When I was in high school no one went to prom. It was considered uncool (yes they still use that word today) and we skipped it went out and met up with everyone afterwards. There was no safe, tightly controlled environment and we all did things and drove and I feel blessed to be alive.

But aside from that is it reality TV that has turned the prom into the wedding and the bat mitzvah into Cinderella's ball? Or is all just a pure merchandising ploy to get parents to spend money they don't have on over priced dresses with "The Label" at a time when our daughters are so heartbreakingly beautiful they would look amazing in green garbage bags.

I vote for the latter. Sick to death of reality TV trying to pretend that the people who use spoon fed lines and have just oh so many dilemmas and mini-traumas and not so mini-traumas are interesting. Keeping Up with the Kardashians? Need I say more.

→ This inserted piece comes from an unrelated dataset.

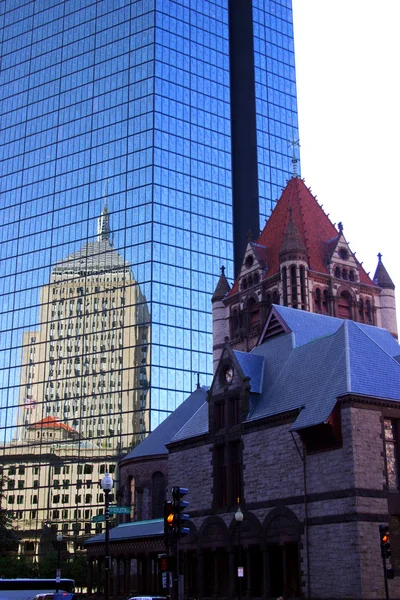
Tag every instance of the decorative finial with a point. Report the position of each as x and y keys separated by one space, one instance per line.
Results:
x=292 y=144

Prom should be an experience - not a designer set. The asks are a big deal now and there is a sweetness to that I cannot deny. My son asked his girlfriend to prom at the scene of their first date - Pot Belly's - with the song they danced to playing - La Bamba - with the management's help. He was supposed to play the song on the guitar and sing it but dislocated his shoulder the night before.

His date's dress will likely be home made, partly because she's an artist and very talented, and partly because by selling her art she is raising the money to pay for the materials. Now that's retro don't you think?

We are eschewing the limousine for the bus and one of the parents will do the 4:00 AM pick-up after the after party.

Can I guarantee it will be a sober evening - not really. Am I hopeful - yes. Can I guarantee my son will not get behind the wheel of a car - definitely. So I can't really rant - except about the money.

And the world that makes our daughters believe that prom is the most important night in their life so far - really - at least until the wedding.

What about celebrating for who we are, what we have, how lucky we've all been and the bright future ahead. A way to say a fun goodbye to old friends on the way to making new ones. Isn't that what prom is supposed to be?